Madrugada sabatina en la cordillera. Niebla espesa que algodoniza higueras y nogales. Desde los parlantes, el contratenor Jaroussky compite con la vieja lechuza del encino.  Me cuesta leer desde que pisé accidentalmente mis lentes. Escribo de memoria, sujeto a la probabilidad del accidente ortográfico, acometido por penumbras borgeanas. Cientos de libros de letra pequeña ya no podré leerlos. No lo hice cuando debía, porque opté por la vida loca y el whisky barato. No dudo que compraré viejas ediciones de Joseph Roth solo para palparlas, para tenerlas como compañía silenciosa en mi estantería de álamo blanco. Sus obras las leeré en PDFs agrandados, tal como las de Nabokov, Bashevis Singer y Mo Yan. No creo que mi tiempo alcance para mucho más. ¿Y las peleas?, pues debo aplazarlas, excusarme por motivos superiores. No puedes enfangarte en combates de minimosca cuando eres un peso pesado. Porque los minimoscas buscarán la forma de robarte la pelea, de jamás alzarte el brazo vencedor. Y en el intertanto te harán perder el único capital de un escritor que es el tiempo.
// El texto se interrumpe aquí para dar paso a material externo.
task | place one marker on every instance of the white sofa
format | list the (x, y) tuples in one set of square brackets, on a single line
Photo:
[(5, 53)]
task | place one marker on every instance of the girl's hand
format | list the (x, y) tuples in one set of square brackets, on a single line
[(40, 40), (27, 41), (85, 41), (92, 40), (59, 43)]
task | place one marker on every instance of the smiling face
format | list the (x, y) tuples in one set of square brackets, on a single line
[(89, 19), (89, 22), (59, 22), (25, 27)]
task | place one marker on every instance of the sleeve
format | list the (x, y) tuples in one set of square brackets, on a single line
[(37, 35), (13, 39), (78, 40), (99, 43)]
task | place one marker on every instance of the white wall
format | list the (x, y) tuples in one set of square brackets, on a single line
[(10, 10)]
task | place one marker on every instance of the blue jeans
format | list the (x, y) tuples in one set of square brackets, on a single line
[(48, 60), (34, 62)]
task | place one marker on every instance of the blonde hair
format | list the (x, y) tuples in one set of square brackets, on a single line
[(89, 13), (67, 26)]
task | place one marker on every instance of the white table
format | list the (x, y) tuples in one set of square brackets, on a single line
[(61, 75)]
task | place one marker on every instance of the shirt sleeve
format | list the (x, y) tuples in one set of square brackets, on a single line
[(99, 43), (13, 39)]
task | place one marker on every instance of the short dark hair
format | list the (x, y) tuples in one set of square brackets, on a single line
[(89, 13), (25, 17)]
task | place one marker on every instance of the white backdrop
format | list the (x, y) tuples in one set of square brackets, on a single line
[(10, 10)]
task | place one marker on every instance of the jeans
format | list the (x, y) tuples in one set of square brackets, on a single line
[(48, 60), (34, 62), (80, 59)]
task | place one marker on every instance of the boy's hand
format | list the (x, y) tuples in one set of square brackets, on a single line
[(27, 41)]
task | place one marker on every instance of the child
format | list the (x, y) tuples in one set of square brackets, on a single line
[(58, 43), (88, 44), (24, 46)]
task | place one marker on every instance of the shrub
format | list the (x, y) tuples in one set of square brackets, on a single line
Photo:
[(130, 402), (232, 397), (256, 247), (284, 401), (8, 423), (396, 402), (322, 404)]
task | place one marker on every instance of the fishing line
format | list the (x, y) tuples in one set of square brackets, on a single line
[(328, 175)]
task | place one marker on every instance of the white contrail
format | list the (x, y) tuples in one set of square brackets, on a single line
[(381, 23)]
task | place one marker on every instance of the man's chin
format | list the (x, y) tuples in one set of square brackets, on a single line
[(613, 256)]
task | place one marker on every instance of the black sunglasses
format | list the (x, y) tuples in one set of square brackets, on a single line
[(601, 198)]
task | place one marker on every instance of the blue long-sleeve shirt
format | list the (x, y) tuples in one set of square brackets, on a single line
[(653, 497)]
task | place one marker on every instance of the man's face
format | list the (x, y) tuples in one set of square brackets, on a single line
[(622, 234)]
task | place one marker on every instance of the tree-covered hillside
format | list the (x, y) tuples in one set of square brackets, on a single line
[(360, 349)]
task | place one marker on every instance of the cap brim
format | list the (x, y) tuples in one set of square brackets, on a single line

Intento ver lo último de Polansky, su escritora indagada en el centro del dolor creativo, pero la señal se corta, y debo recurrir a más café, nuevas miradas por la ventana, el sol tímido de mayo que aleja la niebla, las nueces que siguen cayendo sobre la hierba humedecida de rocío. Observo pinturas de Hodler. La ternura de una pareja desnuda agregándole un abrazo postrero al amor de los cuerpos. Y he ahí, La Noche, el incontrolable sueño, la pesadilla, el amor, el anhelo. Hodler dividido. Su lecho, su corazón, sus brazos, alcanzan para cobijar dos amores, dos universos. Su leñador furioso derriba la frágil convención de una época, la envidiosa hojarasca que no alimentará flor ni fruto. Al final solo quedará Hodler. Y así debe ser.